Organised CrimeSmuggling

New Report on Civil Society Observatory of Illicit Economies in Eastern and Southern Africa

The 12th issue of the Risk Bulletin of Illicit Economies in Eastern and Southern Africa, published by the Global Initiative Against Transnational Organized Crime, marks one full year in which our Observatory of Illicit Economies has been closely monitoring trends in organized crime and illegal trade across the region.
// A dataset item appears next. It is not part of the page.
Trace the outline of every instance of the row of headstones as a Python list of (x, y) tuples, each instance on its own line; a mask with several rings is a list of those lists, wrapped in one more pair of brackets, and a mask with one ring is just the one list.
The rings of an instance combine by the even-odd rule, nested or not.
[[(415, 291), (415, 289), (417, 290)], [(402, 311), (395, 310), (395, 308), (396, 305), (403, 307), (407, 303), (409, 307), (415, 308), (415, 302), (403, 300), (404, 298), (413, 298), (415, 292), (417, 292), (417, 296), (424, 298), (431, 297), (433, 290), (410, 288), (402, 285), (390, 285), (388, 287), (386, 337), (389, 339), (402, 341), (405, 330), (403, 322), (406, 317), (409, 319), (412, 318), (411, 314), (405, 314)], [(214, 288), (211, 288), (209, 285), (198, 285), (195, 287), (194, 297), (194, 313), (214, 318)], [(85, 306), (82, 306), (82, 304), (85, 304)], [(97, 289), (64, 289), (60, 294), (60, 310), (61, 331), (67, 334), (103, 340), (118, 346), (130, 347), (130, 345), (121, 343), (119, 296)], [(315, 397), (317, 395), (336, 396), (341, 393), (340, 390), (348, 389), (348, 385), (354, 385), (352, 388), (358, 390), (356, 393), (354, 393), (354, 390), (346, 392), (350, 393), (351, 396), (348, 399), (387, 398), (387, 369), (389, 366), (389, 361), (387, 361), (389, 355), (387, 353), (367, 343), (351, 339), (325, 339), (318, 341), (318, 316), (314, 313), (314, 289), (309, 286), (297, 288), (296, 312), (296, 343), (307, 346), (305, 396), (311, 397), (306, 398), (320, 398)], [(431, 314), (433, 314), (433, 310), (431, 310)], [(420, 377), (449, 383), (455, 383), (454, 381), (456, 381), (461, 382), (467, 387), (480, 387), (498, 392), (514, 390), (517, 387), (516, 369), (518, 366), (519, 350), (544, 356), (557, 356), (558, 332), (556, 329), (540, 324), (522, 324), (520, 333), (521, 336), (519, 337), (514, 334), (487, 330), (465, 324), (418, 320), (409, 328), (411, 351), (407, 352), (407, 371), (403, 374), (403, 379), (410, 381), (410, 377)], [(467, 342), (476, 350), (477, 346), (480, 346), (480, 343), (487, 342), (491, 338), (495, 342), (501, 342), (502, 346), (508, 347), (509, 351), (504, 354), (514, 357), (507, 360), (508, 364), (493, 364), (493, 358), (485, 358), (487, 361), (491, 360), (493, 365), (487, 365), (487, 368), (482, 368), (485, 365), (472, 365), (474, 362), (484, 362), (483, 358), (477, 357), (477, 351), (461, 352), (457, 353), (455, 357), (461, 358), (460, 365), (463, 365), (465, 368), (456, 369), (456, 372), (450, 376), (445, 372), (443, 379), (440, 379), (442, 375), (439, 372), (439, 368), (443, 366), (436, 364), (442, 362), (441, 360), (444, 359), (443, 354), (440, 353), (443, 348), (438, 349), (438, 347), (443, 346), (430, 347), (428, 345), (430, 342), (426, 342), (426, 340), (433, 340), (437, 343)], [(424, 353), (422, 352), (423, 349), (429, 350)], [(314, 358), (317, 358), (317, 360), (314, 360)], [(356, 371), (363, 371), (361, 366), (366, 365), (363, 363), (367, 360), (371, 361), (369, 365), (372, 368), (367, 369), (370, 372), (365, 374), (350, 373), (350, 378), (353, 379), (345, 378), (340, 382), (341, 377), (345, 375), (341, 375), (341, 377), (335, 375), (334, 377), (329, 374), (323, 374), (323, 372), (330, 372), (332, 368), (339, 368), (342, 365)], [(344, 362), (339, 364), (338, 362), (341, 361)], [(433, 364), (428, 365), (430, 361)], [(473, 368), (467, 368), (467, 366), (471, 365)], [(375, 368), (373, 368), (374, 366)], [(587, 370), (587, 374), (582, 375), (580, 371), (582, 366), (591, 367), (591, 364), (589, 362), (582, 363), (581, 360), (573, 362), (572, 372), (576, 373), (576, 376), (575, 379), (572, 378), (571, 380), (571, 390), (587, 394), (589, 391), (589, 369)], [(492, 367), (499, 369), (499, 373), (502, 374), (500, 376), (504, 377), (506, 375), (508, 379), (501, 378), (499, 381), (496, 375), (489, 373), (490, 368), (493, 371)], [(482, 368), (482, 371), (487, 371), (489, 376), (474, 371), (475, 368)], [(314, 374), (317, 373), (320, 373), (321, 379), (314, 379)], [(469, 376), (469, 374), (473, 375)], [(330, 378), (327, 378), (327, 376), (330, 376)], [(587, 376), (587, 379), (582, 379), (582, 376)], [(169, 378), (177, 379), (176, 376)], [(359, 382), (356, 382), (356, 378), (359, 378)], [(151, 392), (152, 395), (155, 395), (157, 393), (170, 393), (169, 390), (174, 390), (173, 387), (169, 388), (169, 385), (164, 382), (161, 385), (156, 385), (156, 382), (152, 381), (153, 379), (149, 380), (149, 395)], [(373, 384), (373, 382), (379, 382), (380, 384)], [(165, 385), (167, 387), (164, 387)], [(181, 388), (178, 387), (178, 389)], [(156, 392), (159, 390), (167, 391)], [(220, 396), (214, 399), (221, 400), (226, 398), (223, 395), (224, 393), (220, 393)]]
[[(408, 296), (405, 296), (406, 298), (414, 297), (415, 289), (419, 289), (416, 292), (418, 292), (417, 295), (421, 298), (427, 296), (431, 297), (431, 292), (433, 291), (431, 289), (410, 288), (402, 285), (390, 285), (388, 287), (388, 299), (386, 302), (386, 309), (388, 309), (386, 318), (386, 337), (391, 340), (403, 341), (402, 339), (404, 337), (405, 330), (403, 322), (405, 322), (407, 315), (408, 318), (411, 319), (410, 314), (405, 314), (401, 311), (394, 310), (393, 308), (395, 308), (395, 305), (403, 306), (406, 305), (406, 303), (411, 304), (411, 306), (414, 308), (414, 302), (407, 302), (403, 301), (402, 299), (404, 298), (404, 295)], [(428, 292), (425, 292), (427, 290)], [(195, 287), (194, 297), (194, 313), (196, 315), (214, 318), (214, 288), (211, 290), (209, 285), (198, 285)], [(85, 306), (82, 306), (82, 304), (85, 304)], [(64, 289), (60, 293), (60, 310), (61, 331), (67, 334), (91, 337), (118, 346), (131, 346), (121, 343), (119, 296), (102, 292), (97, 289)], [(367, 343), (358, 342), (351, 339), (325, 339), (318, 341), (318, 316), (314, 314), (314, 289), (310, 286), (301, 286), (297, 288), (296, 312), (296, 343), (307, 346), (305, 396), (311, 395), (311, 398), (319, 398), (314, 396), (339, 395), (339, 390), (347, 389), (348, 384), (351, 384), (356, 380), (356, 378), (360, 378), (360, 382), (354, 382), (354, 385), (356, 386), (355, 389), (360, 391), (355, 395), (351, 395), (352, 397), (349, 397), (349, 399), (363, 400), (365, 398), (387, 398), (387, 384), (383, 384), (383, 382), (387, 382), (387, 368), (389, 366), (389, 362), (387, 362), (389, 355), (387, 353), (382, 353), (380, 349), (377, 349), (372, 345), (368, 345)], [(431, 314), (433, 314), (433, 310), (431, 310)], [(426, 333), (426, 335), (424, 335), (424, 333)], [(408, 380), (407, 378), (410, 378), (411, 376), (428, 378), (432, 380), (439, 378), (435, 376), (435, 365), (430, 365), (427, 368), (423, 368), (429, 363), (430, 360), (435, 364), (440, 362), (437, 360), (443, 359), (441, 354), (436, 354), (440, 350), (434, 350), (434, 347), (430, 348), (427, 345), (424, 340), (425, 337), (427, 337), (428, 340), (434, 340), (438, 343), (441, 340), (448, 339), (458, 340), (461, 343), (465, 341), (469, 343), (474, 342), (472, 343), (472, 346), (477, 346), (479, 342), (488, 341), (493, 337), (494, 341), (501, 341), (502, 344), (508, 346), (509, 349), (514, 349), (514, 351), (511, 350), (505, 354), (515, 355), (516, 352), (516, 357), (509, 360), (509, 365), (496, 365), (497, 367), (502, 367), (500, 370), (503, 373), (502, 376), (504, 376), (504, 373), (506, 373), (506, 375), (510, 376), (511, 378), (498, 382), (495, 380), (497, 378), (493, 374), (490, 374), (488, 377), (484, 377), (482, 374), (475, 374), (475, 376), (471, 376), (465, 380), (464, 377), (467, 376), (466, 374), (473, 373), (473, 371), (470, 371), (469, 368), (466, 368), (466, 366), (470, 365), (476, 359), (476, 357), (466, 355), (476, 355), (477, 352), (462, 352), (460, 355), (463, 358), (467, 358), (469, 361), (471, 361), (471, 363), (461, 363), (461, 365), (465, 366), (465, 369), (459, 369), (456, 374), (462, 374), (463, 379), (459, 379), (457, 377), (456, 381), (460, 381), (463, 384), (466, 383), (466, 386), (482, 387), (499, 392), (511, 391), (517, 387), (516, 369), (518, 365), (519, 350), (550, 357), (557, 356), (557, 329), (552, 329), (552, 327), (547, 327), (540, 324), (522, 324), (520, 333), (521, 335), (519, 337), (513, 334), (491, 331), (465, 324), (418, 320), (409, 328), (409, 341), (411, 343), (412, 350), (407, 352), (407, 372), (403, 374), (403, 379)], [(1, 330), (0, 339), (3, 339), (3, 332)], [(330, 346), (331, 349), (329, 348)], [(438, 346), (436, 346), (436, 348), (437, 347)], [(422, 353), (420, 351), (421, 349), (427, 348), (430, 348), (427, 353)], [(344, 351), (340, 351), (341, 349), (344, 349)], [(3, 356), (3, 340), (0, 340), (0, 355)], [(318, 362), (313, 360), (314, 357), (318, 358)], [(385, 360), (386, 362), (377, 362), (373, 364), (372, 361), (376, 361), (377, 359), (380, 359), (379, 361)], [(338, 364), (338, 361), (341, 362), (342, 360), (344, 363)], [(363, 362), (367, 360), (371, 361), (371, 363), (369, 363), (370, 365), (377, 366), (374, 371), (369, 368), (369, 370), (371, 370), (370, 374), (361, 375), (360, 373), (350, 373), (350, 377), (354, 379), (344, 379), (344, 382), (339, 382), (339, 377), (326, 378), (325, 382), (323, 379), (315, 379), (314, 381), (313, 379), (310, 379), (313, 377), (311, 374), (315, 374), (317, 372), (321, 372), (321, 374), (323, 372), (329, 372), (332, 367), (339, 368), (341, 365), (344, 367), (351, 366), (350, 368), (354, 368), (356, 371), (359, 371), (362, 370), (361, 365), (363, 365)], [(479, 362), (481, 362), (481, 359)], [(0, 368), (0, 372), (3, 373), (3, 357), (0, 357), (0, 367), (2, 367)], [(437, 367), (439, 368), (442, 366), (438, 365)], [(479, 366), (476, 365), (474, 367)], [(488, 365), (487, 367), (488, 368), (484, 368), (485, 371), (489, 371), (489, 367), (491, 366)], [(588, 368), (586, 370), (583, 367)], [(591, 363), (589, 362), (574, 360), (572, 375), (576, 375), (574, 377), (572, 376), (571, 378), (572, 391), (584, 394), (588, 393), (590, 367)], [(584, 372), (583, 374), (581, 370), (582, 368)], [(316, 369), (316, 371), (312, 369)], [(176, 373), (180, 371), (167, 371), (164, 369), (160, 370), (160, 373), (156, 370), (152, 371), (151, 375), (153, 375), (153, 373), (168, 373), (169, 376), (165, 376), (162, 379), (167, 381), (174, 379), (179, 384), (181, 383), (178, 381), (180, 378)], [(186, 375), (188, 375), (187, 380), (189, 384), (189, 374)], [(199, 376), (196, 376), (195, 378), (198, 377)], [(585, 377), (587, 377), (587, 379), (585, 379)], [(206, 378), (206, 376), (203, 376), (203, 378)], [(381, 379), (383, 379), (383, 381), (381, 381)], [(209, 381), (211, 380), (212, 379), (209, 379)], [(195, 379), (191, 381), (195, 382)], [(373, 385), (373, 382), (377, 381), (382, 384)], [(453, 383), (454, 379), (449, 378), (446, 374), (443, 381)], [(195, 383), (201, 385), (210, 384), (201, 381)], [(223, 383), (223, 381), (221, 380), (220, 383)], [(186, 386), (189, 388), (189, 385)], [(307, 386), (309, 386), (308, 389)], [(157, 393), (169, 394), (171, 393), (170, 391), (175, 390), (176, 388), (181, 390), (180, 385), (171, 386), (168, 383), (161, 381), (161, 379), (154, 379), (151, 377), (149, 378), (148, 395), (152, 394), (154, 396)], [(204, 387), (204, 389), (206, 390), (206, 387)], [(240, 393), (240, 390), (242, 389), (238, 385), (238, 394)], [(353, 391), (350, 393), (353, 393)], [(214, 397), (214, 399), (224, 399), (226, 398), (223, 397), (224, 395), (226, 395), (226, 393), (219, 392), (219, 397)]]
The report focuses on four very different illegal markets, distinct in both the commodities and the geographies involved: from ‘zama zamas’ (illegal gold miners operating in South Africa), to violent and organized heists in Kenya’s coffee industry. It also documents the ongoing trend of cheetah trafficking via Somaliland, primarily to the Gulf States, and the emergence of Afghan-produced methamphetamine being trafficked along routes used for trafficking heroin.

Highlights include:

The fight against illegal gold mining in South Africa faces new (and old) challenges.
As gold prices soar in the post-pandemic world economy, there are concerns that illegal mining activity in South Africa may be rising sharply. Tackling such a surge may prove difficult, given the history of illegal mining in the country. Sources in the industry have described how they face a number of challenges, including deteriorating law-enforcement capacity, endemic corruption and community support for the illegal miners. In this context, illegal miners appear set to remain an influential part of the criminal landscape in South Africa.

Is Afghanistan a new source for methamphetamine in eastern and southern Africa?
Production of methamphetamine in Afghanistan has boomed in the past three years, thanks to a combination of poor opium harvests for heroin, meth producers moving out of Iran into Afghanistan following an Iranian crackdown, and the discovery of a new and cheaper way of producing key meth precursors. However, it is still largely unknown to which market these massive volumes of meth are destined. Recent seizures of heroin and methamphetamine, and information from GI-TOC research into meth markets in eastern and southern Africa, suggest that some of this new influx of Afghan meth is being trafficked into Africa.

Somaliland: East Africa’s largest conduit for cheetah trafficking to the Gulf.
A recent spate of cheetah seizures in Somaliland has shown that the illicit demand for these animals remains strong. Cheetahs are highly prized as exotic pets in the Gulf states, and in supplying this market, traffickers have heavily impacted local cheetah populations in Africa, a situation compounded by the fact that many animals die on route. Despite international and domestic prohibitions against the trade, cheetahs remain at high risk.

Kenya’s coffee industry is facing a resurgence in organized thefts.
Kenya’s world-famous coffee industry has, for the past decade, been targeted by armed gangs of thieves who carry out orchestrated, large-scale heists of the produce. A recent spate of thefts suggest the problem might be having a resurgence following a previous peak in 2011. Coffee farmers have reported how some thefts have turned violent, and farmers’ cooperatives have resorted to tightening security to protect their livelihoods. There are suggestions that the so-called ‘coffee cartels’ are protected by influential figures in politics, business and the police.